A hard reality of the holiday season is the anticipation of spring turnover. For a lot of workers who are planning on stepping away from their current roles, they will most likely make their move after the holidays.
Recently cleared-out empty desks, whispers of resignations and farewell presents surface throughout, and the reality hits hard—it is the post-holiday season, and labour turnover has struck again.
It is not just ‘new year, new me’ for the workforce anymore; it is ‘new year, new job’.
Now that the post-holiday period is a salient time for an organisation’s future avenues, spiking turnover rates can prove to be ghastly.
It is a fact that labour turnover directly impacts an organisation’s revenue stream and employee morale. So, the question is how to suppress the epidemic of labour turnover post-holiday season.
Retention and growing one’s team are crucial for a manager. The retention strategy has to be tactically sound and pinpoint what the organisation has in mind and the best way to do that is to keep the organisational goals in mind.
An organisation’s goals, targets and objectives are conveyed well before the holiday season and the management should be nifty in communicating them.
It is a basic management principle to inculcate an employee’s personal goals into the organisation’s goals. If it is done this way, then the management can wave the post-festive labour turnover goodbye. But if not, then the management should take heed of it.
Without a purpose, our lives would be shambolic. The same goes for an organisation and its employees, who shall be left high and dry in case they do not have a target to achieve.
Management should fabricate the organisation’s goals in a way that the people who make it happen do it to fulfil their personal aspirations.
From blossoming an employee’s skills to giving him/her a chance to develop in terms of hierarchical role in the organisation, it is the little corporate pleasures that keep him/her going. Even employees walking out the door can sway away from it when sufficiently convinced.
Employees have psychological needs of their own, and that thirst can be quenched by nothing but recognition. Recognition is crucial to develop a sense of belongingness in employees and it leads to profound efforts from their side to accomplish the given goals.

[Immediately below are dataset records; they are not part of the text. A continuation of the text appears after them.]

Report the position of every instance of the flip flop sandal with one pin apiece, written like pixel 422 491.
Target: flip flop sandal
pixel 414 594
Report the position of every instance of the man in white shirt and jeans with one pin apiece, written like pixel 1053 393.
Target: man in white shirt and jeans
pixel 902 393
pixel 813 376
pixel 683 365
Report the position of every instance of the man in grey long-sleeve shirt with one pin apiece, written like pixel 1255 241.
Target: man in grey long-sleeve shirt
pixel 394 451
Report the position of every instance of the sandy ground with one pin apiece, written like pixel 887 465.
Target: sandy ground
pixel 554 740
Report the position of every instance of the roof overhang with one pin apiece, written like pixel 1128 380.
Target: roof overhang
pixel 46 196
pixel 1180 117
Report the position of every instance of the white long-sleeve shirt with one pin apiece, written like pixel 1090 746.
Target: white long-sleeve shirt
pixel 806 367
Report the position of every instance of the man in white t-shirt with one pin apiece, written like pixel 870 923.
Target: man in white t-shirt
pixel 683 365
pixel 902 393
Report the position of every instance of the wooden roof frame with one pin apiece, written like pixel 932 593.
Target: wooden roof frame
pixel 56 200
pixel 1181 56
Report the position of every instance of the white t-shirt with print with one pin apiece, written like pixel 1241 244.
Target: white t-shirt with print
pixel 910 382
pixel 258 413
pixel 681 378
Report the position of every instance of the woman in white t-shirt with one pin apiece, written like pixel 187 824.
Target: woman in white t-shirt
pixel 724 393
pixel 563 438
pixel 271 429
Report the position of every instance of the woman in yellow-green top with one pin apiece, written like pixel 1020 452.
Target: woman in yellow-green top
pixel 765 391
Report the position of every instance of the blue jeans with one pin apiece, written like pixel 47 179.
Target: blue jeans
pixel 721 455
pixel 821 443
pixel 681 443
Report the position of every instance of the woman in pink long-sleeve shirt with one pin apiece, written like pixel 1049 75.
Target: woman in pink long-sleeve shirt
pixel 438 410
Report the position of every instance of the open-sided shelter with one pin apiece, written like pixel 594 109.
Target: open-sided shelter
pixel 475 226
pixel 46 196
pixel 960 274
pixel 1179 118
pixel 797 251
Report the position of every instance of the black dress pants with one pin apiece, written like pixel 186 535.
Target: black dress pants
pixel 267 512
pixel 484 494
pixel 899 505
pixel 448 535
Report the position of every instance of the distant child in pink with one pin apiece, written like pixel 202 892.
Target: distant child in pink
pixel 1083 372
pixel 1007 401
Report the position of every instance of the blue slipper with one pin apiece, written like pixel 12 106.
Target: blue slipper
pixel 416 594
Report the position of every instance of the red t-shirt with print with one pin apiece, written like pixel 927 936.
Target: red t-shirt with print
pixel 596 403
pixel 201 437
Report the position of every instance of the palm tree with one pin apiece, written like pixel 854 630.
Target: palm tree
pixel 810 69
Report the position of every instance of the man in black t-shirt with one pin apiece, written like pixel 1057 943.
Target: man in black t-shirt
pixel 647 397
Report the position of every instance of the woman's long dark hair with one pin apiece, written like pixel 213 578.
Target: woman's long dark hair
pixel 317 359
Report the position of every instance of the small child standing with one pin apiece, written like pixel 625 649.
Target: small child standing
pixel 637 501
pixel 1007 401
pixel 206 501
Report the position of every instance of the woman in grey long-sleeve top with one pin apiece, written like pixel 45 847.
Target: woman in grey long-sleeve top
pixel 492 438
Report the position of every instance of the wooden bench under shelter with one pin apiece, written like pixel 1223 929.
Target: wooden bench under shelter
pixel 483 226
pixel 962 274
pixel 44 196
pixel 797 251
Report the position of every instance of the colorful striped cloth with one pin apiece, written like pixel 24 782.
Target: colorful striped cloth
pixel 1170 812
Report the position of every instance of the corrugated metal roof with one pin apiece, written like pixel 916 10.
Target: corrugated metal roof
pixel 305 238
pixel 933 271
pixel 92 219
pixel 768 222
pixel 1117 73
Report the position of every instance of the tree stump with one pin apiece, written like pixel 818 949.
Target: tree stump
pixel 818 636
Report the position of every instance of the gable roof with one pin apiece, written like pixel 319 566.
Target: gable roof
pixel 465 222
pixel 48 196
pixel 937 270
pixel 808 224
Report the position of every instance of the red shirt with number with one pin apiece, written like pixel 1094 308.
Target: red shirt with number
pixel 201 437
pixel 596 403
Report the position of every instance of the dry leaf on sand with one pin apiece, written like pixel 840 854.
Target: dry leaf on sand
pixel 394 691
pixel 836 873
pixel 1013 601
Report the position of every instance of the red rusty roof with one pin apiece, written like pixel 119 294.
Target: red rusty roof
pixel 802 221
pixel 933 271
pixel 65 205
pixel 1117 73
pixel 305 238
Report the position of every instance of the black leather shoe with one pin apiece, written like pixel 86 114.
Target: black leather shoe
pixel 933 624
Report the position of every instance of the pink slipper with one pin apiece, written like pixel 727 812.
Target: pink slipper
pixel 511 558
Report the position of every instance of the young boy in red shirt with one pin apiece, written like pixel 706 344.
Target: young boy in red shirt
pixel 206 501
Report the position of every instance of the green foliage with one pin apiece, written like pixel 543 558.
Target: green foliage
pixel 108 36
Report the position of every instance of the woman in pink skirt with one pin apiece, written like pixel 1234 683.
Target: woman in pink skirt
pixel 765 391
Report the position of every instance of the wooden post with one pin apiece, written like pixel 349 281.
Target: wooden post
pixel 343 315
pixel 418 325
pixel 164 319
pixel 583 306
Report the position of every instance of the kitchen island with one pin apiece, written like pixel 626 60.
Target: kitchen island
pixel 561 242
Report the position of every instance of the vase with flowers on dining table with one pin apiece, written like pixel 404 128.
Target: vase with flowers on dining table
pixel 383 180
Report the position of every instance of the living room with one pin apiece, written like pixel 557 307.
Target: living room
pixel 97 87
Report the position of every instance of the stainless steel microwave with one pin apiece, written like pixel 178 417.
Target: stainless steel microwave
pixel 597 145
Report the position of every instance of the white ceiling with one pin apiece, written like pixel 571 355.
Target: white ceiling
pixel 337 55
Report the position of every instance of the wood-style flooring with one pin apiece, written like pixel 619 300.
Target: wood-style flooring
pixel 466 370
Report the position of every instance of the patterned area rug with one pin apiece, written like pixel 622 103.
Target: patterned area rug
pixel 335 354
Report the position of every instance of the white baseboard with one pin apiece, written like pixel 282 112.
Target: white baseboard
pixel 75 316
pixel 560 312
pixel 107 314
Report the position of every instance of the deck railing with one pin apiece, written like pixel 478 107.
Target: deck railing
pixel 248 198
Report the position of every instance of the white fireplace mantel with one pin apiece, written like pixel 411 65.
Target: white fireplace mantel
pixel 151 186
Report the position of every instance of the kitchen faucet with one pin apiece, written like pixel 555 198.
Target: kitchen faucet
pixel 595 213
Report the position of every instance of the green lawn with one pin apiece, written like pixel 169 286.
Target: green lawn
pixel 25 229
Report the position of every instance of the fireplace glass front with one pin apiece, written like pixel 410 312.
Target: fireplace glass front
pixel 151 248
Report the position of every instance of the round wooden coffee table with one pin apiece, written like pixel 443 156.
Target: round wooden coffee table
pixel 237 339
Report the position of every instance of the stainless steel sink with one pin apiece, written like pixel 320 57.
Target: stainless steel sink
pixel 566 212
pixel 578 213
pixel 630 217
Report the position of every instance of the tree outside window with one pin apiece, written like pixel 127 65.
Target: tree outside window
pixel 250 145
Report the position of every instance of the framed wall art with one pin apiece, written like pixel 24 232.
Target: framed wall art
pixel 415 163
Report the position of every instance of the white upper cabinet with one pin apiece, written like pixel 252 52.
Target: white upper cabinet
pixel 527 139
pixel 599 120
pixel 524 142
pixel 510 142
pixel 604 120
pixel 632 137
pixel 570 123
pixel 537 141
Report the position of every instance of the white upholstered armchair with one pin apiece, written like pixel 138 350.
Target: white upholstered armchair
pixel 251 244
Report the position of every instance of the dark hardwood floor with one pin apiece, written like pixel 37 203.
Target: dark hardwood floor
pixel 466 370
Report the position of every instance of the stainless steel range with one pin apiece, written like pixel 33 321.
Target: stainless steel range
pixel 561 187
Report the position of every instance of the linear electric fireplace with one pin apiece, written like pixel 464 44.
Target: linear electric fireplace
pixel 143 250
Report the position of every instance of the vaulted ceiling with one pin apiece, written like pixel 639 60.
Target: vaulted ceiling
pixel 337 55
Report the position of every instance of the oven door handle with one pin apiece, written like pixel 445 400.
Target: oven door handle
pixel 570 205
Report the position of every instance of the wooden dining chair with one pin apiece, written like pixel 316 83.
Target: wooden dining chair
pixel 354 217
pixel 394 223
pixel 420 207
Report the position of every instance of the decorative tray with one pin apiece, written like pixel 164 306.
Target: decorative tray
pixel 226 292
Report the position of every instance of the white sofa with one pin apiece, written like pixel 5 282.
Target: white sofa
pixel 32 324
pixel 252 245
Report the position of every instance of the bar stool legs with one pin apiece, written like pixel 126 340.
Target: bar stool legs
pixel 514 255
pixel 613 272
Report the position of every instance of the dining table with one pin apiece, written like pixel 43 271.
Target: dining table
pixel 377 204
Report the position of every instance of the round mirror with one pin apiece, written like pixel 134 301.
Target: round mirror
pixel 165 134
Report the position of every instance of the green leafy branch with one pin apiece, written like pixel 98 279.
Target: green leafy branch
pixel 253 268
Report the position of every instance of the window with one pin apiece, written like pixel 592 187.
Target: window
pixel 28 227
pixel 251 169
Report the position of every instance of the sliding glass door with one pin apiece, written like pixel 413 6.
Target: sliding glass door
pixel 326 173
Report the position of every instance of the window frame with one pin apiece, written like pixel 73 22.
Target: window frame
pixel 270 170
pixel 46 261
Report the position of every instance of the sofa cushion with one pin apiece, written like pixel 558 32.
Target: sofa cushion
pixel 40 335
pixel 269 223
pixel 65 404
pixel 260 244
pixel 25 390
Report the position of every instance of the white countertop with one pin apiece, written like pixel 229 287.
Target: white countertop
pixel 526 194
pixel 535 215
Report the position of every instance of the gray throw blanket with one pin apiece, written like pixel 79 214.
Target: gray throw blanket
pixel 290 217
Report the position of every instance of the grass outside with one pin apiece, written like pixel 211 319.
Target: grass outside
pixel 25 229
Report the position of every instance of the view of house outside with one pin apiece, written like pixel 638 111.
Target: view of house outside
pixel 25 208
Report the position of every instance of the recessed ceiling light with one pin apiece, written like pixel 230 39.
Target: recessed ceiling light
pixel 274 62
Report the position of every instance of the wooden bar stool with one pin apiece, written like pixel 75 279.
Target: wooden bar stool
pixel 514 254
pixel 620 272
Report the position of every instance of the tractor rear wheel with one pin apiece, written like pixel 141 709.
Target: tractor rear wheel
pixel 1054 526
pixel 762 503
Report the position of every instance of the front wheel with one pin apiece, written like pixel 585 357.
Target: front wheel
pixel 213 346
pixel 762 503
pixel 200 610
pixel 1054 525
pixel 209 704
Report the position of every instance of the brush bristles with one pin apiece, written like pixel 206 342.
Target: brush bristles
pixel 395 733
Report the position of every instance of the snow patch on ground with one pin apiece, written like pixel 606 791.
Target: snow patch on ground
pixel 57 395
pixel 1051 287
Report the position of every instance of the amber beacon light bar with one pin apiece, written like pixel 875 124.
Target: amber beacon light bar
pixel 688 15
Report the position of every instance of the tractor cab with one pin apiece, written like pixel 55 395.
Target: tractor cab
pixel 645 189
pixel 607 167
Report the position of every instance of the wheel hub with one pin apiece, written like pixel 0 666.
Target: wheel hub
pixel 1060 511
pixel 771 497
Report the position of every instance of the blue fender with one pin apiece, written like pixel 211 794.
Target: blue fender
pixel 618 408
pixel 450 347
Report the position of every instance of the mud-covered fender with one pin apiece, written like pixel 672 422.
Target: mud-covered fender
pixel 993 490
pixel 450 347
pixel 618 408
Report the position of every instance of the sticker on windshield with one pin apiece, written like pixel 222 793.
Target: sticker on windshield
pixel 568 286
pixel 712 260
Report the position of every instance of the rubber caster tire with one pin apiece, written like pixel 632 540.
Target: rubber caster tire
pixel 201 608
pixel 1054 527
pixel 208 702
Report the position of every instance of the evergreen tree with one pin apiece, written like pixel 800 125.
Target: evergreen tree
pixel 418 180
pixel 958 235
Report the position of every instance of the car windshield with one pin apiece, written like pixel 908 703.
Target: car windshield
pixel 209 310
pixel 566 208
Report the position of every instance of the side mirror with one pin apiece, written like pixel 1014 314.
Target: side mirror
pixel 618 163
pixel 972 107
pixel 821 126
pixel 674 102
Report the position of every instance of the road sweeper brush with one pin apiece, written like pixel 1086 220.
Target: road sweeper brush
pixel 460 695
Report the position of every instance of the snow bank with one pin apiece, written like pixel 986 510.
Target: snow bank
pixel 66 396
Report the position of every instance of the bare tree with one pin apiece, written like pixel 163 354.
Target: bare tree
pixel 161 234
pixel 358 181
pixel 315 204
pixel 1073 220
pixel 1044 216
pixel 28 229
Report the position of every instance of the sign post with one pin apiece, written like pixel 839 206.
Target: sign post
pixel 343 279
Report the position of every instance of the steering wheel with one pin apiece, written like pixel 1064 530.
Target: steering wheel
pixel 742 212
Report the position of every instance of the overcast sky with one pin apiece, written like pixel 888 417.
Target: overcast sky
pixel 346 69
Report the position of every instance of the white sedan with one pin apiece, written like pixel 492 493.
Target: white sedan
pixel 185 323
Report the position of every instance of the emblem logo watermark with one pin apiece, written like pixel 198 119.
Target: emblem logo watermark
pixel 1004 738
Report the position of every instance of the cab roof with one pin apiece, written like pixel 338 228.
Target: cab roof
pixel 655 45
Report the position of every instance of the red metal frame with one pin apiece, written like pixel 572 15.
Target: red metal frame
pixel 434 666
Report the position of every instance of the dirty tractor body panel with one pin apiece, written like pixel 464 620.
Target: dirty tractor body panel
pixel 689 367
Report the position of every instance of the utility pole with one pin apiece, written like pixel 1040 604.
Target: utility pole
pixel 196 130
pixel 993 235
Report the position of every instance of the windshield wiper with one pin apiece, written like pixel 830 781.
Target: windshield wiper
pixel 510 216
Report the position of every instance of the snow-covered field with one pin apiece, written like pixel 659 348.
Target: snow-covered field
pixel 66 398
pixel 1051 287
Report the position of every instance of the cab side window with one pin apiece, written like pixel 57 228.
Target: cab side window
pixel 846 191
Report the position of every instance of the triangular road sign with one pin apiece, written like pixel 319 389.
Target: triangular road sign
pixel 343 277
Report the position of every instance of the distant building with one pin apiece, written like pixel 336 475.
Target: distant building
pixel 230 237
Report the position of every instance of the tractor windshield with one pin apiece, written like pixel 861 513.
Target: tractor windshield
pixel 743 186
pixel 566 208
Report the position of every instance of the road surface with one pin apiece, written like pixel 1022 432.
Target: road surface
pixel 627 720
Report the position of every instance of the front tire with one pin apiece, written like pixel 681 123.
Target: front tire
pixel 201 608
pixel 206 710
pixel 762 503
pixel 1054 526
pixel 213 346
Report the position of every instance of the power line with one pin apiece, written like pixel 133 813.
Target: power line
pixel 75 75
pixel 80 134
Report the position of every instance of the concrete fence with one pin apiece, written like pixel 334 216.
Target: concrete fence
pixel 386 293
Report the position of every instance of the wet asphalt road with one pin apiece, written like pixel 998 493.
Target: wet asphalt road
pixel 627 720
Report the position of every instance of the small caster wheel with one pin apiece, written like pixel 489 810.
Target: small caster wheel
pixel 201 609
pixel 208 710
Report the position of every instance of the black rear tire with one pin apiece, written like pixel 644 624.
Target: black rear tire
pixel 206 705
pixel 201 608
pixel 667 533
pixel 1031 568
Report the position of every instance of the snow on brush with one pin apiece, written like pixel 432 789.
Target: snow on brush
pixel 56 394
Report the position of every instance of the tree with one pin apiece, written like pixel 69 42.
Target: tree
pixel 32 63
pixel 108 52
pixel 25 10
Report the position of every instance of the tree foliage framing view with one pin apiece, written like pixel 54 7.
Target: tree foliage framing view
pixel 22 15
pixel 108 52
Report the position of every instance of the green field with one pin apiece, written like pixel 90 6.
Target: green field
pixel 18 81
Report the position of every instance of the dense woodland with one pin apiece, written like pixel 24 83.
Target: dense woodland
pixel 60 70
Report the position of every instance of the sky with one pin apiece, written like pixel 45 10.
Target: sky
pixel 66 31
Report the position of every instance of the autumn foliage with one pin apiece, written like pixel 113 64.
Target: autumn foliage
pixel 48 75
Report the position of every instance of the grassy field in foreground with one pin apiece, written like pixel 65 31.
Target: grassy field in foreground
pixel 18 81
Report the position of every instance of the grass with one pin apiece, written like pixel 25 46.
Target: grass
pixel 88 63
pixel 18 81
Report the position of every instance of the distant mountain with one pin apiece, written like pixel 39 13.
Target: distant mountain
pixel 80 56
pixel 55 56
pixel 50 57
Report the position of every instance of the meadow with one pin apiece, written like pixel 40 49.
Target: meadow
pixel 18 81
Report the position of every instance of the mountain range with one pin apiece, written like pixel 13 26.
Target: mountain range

Management should always recognise the work that their employees did in the past one year and dwell on it. They must try to bring out the positives and assure that it can only get better.
Sometimes, a healthy dose of autonomy can do the trick as well, in terms of reward for the employee’s performance.
There is always scope for the management to re-craft employees’ job roles and present them with a new scope to learn more than what they know about a job.
This level of personal development really leaves employees intrigued if they are content with their new responsibilities.
Managing a group of high-flying individuals can turn out to be the most self-rewarding of tasks if correctly done. But in times of festivities that the New Year bestows upon us, many employees get set for their next expedition.
The post-holiday spike in labour turnover can very well be contained if the employees are retained the right way; engagement strategies are spread steadfastly; plan B stays in place; and leaders build a happy workforce.
We have all heard the old saying: “People don’t leave companies; they leave managers”. This does not necessarily mean that managers are doing things to actively drive away staff. Instead, it could mean they are not doing enough to keep them.
Managers are organisations’ bridge to their employees. They are responsible for guiding, handling and supervising their teams.
However, when the needs of their employees slip past their radar, it often opens up feelings of dissatisfaction and ingratitude.
Managers must understand and be aware of the mental states of their teams. An employee who feels supported and heard will be staying on the team for years to come. Welcome back from holidays!